On March 14, 2019, Barner signed a one-year contract with the Atlanta Falcons. In Week 11 of the 2019 season, against the Carolina Panthers, he had a 78-yard punt return for a touchdown in the 29–3 victory, earning NFC Special Teams Player of the Week honors.

===Baltimore Ravens===
On August 12, 2020, Barner signed a one-year contract with the Baltimore Ravens. He was released during final roster cuts on September 5, 2020.

===Tampa Bay Buccaneers===
On September 10, 2020, Barner was signed to the Tampa Bay Buccaneers practice squad. He was elevated to the active roster for the team's weeks 3 and 4 games against the Denver Broncos and Los Angeles Chargers, respectively, and reverted to the practice squad after each game. He was suspended by the NFL for four games after violating the league's performance-enhancing drugs policy on October 6. He was reinstated from suspension and activated back to the practice squad on November 3. Barner was elevated to the active roster again on November 23 for the Week 11 game against the Los Angeles Rams, and reverted to the practice squad again following the game. He was signed to the active roster on December 7. On December 30, Barner was placed on injured reserve. He was designated to return from injured reserve on January 19, 2021, and began practicing with the team again, but the team did not activate him before the end of the postseason. Without Barner, the Buccaneers won Super Bowl LV 31–9 against the Kansas City Chiefs earning Barner a third championship ring.

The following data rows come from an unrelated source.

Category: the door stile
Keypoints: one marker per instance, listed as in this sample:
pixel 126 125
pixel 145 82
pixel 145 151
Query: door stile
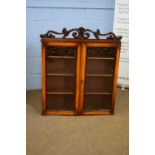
pixel 115 78
pixel 82 78
pixel 43 80
pixel 78 71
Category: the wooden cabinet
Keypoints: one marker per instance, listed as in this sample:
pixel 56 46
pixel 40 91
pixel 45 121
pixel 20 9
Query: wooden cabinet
pixel 79 75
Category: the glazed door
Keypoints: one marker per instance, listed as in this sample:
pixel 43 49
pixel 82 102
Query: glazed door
pixel 98 63
pixel 60 78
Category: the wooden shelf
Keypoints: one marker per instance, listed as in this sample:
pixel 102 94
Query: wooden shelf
pixel 97 93
pixel 60 74
pixel 60 93
pixel 60 57
pixel 100 58
pixel 98 75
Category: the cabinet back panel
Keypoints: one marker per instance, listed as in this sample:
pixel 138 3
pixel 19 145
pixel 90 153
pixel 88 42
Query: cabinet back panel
pixel 60 65
pixel 99 84
pixel 60 84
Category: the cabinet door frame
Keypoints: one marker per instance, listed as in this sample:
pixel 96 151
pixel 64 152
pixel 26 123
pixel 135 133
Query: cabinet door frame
pixel 83 74
pixel 77 78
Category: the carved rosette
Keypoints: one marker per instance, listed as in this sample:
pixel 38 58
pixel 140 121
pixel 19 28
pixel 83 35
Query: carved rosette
pixel 80 33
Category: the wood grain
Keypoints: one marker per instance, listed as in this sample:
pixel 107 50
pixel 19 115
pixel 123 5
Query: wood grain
pixel 43 79
pixel 115 78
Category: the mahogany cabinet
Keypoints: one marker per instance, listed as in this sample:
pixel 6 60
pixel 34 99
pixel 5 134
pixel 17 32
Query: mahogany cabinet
pixel 79 75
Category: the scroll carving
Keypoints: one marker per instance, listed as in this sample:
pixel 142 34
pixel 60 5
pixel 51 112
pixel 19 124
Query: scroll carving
pixel 80 33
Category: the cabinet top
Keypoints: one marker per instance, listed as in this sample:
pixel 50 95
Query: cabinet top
pixel 80 33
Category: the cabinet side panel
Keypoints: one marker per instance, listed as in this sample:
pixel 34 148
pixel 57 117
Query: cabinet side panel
pixel 43 80
pixel 115 79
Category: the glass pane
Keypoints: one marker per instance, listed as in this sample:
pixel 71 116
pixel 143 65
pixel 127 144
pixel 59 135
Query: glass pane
pixel 60 83
pixel 60 79
pixel 99 78
pixel 60 65
pixel 99 84
pixel 100 66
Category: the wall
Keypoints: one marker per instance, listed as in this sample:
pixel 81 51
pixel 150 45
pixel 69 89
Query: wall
pixel 43 15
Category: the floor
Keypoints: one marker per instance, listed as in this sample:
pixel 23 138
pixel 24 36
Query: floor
pixel 77 135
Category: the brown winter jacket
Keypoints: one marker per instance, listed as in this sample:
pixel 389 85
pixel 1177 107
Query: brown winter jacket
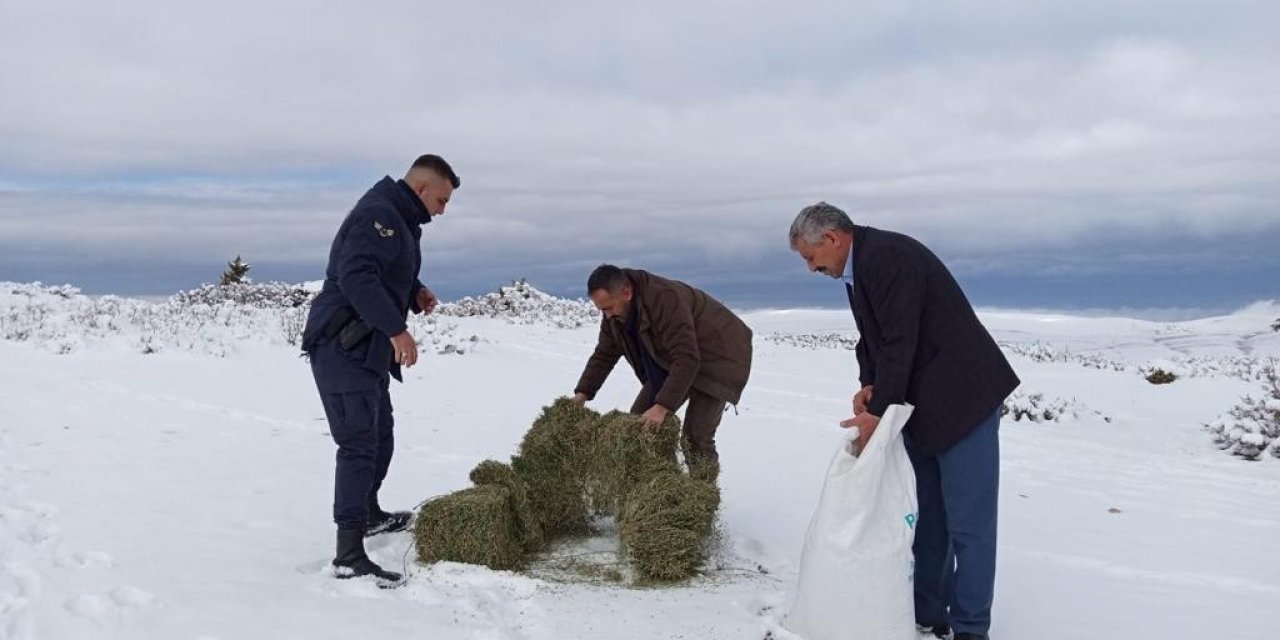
pixel 698 341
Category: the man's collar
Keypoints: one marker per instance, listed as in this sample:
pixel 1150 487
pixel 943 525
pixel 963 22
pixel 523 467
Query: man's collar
pixel 848 274
pixel 417 213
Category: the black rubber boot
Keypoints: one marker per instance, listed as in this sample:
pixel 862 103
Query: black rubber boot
pixel 942 631
pixel 384 522
pixel 351 560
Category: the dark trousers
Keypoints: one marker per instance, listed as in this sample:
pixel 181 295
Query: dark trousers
pixel 362 426
pixel 955 538
pixel 702 417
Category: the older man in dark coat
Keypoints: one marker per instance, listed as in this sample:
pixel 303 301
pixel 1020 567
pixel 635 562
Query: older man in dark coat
pixel 681 343
pixel 922 343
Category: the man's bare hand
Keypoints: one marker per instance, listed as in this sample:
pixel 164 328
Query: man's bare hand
pixel 426 301
pixel 862 398
pixel 654 416
pixel 865 424
pixel 405 350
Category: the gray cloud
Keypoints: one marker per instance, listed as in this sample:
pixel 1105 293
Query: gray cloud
pixel 664 132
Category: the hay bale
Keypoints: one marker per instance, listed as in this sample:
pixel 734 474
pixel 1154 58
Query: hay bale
pixel 492 472
pixel 552 462
pixel 627 453
pixel 666 525
pixel 476 525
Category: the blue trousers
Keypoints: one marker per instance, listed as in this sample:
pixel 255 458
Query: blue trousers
pixel 955 538
pixel 362 426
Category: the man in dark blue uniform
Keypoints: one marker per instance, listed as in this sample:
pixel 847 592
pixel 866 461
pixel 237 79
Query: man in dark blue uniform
pixel 920 342
pixel 357 339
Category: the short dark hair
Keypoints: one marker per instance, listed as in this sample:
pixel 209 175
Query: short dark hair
pixel 435 164
pixel 606 278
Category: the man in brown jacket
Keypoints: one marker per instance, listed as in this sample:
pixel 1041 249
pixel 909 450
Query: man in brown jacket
pixel 680 342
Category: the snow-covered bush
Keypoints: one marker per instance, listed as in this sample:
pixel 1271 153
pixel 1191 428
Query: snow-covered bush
pixel 1042 352
pixel 1252 426
pixel 272 295
pixel 1038 407
pixel 521 302
pixel 814 341
pixel 213 319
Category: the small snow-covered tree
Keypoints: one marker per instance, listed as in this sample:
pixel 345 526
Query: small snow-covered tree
pixel 1252 426
pixel 236 272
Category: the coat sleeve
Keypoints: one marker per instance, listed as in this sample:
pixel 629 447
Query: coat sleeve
pixel 895 287
pixel 599 365
pixel 673 320
pixel 364 256
pixel 865 368
pixel 412 296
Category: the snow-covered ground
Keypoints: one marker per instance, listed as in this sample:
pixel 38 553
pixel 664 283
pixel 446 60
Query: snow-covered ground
pixel 183 490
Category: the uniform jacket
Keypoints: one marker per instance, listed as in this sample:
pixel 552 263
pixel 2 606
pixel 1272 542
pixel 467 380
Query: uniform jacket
pixel 374 269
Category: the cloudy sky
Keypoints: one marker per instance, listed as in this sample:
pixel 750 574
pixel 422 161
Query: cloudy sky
pixel 1087 154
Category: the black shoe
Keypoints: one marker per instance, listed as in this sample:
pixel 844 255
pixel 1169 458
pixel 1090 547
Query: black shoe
pixel 937 630
pixel 384 522
pixel 351 560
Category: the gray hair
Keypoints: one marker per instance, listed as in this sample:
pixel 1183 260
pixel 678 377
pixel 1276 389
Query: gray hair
pixel 817 219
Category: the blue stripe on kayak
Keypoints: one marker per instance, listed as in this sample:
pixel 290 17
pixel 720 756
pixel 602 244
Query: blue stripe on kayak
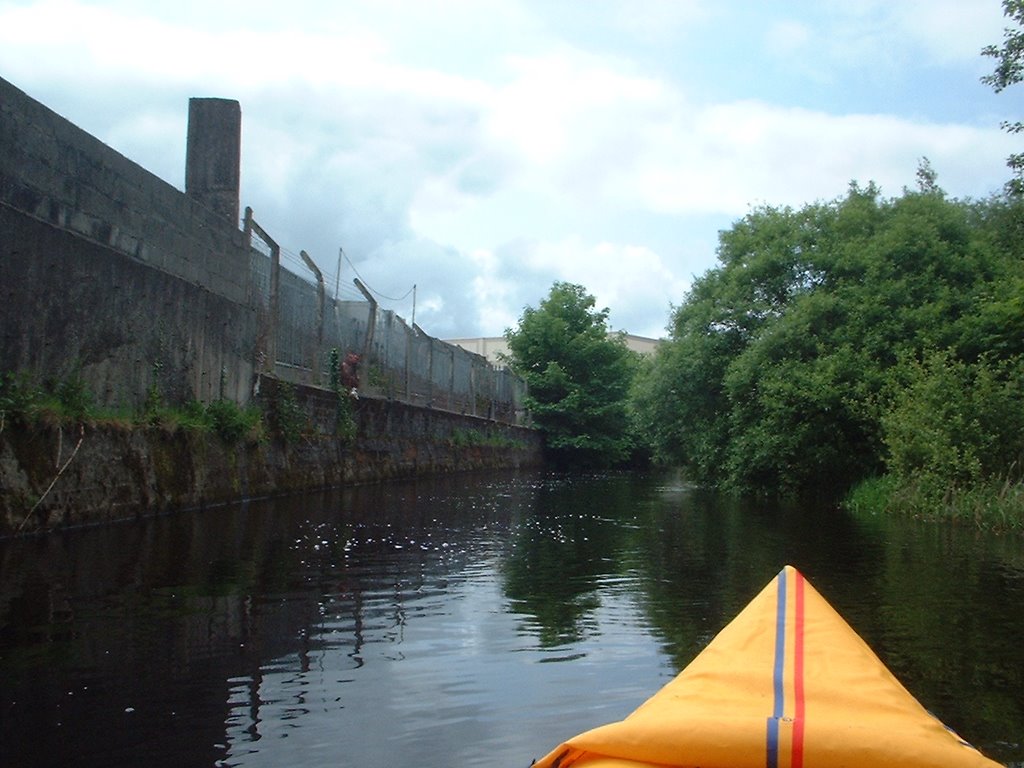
pixel 777 675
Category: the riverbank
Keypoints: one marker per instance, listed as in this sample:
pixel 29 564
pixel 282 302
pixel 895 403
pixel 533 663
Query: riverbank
pixel 57 475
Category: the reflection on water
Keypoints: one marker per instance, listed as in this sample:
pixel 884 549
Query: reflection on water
pixel 461 619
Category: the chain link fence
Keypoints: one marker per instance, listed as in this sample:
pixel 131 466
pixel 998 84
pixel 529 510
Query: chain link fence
pixel 300 325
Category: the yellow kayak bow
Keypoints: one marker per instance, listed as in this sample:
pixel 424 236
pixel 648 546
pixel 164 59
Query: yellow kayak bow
pixel 786 684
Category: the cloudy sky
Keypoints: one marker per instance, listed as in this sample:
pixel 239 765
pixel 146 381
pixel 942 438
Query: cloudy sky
pixel 482 150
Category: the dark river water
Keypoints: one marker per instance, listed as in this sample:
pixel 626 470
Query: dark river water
pixel 461 621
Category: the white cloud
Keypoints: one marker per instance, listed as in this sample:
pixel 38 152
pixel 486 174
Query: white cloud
pixel 483 148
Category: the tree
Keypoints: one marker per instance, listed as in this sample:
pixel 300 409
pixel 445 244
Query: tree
pixel 578 378
pixel 1009 71
pixel 781 358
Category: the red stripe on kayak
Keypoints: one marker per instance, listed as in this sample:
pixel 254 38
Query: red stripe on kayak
pixel 798 674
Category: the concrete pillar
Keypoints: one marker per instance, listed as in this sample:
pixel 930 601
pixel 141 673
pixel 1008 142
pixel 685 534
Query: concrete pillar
pixel 214 155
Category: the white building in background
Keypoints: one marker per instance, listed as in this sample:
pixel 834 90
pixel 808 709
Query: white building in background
pixel 494 346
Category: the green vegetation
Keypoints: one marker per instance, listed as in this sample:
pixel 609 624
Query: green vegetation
pixel 344 421
pixel 26 402
pixel 286 417
pixel 1009 71
pixel 579 378
pixel 853 339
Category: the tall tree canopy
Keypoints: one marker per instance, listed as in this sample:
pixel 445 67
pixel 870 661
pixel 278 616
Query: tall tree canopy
pixel 1009 71
pixel 785 357
pixel 578 376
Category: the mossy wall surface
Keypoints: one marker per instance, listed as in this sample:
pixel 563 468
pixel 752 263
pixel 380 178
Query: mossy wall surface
pixel 120 472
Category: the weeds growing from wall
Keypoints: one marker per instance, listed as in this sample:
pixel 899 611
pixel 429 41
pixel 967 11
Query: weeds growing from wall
pixel 287 418
pixel 344 420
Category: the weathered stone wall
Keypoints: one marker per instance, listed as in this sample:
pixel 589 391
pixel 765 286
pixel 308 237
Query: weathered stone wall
pixel 110 272
pixel 122 472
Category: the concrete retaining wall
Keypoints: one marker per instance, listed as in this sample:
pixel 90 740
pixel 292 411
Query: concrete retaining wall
pixel 123 472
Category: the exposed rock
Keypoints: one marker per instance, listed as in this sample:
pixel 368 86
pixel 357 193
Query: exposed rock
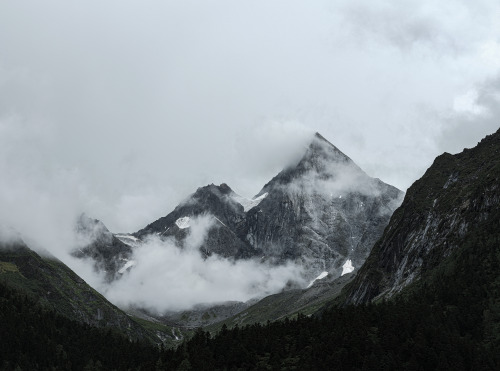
pixel 455 195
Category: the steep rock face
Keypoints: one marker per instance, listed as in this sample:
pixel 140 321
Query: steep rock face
pixel 225 218
pixel 323 211
pixel 439 212
pixel 320 212
pixel 110 255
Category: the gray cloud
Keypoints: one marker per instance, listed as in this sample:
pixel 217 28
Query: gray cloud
pixel 166 277
pixel 121 110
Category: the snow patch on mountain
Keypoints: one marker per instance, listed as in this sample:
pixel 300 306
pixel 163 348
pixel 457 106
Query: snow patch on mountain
pixel 249 203
pixel 320 277
pixel 129 264
pixel 183 222
pixel 347 267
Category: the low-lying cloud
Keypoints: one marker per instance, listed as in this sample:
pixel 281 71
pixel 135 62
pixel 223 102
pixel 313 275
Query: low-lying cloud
pixel 166 277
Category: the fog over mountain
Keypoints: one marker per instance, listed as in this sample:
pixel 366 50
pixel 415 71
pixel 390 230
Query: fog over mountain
pixel 119 109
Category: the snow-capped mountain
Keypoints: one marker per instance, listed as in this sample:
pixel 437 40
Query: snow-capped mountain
pixel 450 208
pixel 321 212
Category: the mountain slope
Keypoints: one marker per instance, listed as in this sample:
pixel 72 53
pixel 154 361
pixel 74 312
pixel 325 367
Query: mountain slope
pixel 441 212
pixel 54 285
pixel 110 254
pixel 323 211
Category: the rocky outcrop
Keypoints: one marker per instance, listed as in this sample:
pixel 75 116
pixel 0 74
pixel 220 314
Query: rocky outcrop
pixel 320 212
pixel 109 254
pixel 454 197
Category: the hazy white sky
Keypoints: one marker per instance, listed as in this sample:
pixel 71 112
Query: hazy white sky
pixel 122 108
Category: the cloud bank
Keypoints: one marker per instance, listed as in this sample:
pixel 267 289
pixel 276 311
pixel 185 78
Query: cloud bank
pixel 166 277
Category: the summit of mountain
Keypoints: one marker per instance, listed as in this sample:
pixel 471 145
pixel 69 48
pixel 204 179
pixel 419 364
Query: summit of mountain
pixel 320 212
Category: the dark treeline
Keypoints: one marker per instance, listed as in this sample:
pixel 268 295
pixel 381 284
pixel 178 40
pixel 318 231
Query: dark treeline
pixel 451 320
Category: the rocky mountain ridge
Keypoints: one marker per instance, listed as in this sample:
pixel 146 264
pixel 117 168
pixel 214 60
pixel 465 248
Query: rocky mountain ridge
pixel 319 213
pixel 456 195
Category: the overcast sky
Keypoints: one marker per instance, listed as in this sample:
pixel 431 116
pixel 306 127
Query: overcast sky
pixel 123 108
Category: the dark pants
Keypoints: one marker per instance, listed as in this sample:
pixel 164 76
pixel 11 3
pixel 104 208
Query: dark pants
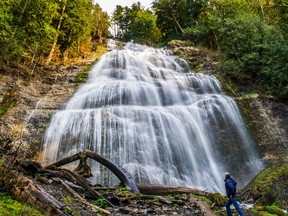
pixel 233 201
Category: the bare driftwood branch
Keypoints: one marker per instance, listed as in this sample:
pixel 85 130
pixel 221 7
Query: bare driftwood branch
pixel 120 172
pixel 204 206
pixel 155 189
pixel 25 189
pixel 77 196
pixel 148 197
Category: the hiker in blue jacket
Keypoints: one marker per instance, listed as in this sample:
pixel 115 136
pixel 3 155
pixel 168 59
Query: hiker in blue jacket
pixel 230 186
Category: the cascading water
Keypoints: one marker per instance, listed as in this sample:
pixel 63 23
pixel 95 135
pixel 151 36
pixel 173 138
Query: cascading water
pixel 143 109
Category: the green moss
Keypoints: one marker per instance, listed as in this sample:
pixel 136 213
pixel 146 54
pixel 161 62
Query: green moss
pixel 101 203
pixel 268 176
pixel 217 198
pixel 269 210
pixel 204 199
pixel 3 110
pixel 10 207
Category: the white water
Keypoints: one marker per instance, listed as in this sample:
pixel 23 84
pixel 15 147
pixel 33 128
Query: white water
pixel 143 109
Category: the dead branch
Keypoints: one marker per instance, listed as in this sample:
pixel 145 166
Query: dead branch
pixel 155 189
pixel 77 196
pixel 120 172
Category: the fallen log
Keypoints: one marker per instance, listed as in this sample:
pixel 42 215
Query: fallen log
pixel 204 206
pixel 83 201
pixel 24 189
pixel 156 189
pixel 120 172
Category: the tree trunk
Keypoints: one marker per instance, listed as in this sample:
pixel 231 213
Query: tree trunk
pixel 120 172
pixel 155 189
pixel 177 23
pixel 57 34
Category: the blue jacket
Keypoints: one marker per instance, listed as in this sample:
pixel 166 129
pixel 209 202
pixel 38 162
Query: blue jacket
pixel 230 186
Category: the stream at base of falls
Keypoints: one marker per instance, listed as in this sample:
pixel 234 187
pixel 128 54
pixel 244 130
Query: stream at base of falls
pixel 145 110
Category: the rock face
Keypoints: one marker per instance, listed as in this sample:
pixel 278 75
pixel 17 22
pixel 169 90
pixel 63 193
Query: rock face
pixel 34 99
pixel 266 117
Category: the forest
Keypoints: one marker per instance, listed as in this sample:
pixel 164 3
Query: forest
pixel 47 50
pixel 252 34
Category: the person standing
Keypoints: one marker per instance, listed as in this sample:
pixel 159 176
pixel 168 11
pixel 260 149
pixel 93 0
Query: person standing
pixel 230 186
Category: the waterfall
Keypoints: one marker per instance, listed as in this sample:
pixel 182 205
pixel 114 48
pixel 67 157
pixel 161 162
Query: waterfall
pixel 146 111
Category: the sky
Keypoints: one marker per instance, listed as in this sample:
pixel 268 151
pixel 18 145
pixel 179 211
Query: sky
pixel 110 5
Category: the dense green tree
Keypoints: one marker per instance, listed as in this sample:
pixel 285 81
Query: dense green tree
pixel 27 27
pixel 136 23
pixel 100 23
pixel 117 21
pixel 173 16
pixel 76 25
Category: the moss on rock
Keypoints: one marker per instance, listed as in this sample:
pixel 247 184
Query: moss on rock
pixel 270 186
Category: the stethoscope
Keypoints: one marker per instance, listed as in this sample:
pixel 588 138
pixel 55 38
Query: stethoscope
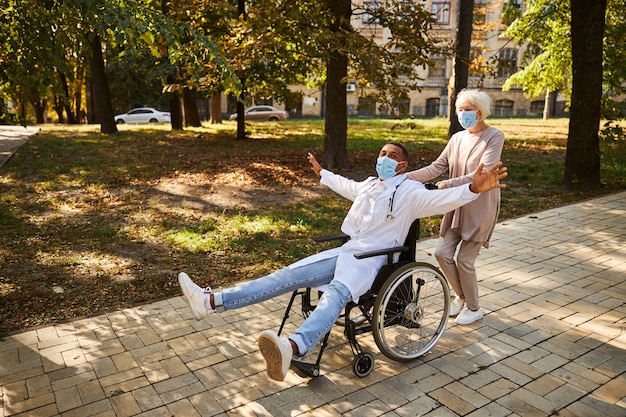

On December 15, 2021, Barner was signed to the Buccaneers practice squad. After the Buccaneers were eliminated in the Divisional Round of the 2021 playoffs, he signed a reserve/future contract on January 24, 2022. He was placed on injured reserve on August 15, 2022. Barner was released on October 11.

==Career statistics==

===NFL===

| Year | Team | Games |  | Receiving |  |  |  |  | Rushing |  |  |  |  | Fumbles |  |
| GP | GS | Rec | Yds | Avg | Lng | TD | Att | Yds | Avg | Lng | TD | Fum | Lost |
| 2013 | CAR | 8 | 0 | 2 | 7 | 3.5 | 5 | 0 | 6 | 7 | 1.2 | 2 | 0 | 1 | 0 |
| 2015 | PHI | 10 | 0 | 9 | 22 | 2.4 | 12 | 0 | 28 | 124 | 4.4 | 19 | 0 | 1 | 1 |
| 2016 | PHI | 13 | 0 | 5 | 42 | 8.4 | 15 | 0 | 27 | 129 | 4.8 | 19 | 2 | 0 | 0 |
| 2017 | PHI | 13 | 1 | 5 | 56 | 11.2 | 22 | 0 | 16 | 57 | 3.6 | 18 | 1 | 3 | 0 |
| 2018 | NE | 5 | 0 | 0 | 0 | 0.0 | 0 | 0 | 19 | 71 | 3.7 | 11 | 0 | 0 | 0 |
| CAR | 4 | 0 | 1 | 3 | 3.0 | 3 | 0 | 0 | 0 | 0.0 | 0 | 0 | 1 | 0 |
| 2019 | ATL | 14 | 0 | 6 | 22 | 3.7 | 13 | 0 | 4 | 28 | 7.0 | 12 | 0 | 4 | 1 |
| 2020 | TB | 6 | 0 | 0 | 0 | 0.0 | 0 | 0 | 0 | 0 | 0.0 | 0 | 0 | 0 | 0 |
| Career |  | 73 | 1 | 28 | 152 | 5.4 | 22 | 0 | 100 | 416 | 4.2 | 19 | 3 | 10 | 2 |

===College===

| Year | Team | GP | Rushing |  |  |  |  |  |
| Att | Yds | Avg | Lng | TD | Y/G |
| 2009 | Oregon | 13 | 61 | 366 | 6.0 | 48 | 3 | 28.2 |
| 2010 | Oregon | 11 | 91 | 551 | 6.1 | 41 | 6 | 50.1 |
| 2011 | Oregon | 12 | 152 | 939 | 6.2 | 84 | 11 | 78.2 |
| 2012 | Oregon | 13 | 278 | 1,767 | 6.4 | 80 | 21 | 135.9 |
| Total |  | 49 | 582 | 3,623 | 6.2 | 84 | 41 | 73.9 |

==Personal life==
Barner was born in Lynwood, California, to parents Gary and Wilhelmenia Barner. He has five older brothers and one older sister. He graduated with a degree in criminology in spring 2012. Kenjon has two sons born in 2013 and 2017.

Barner’s cousin Melvin Carter was elected mayor of St. Paul, Minnesota in November 2017.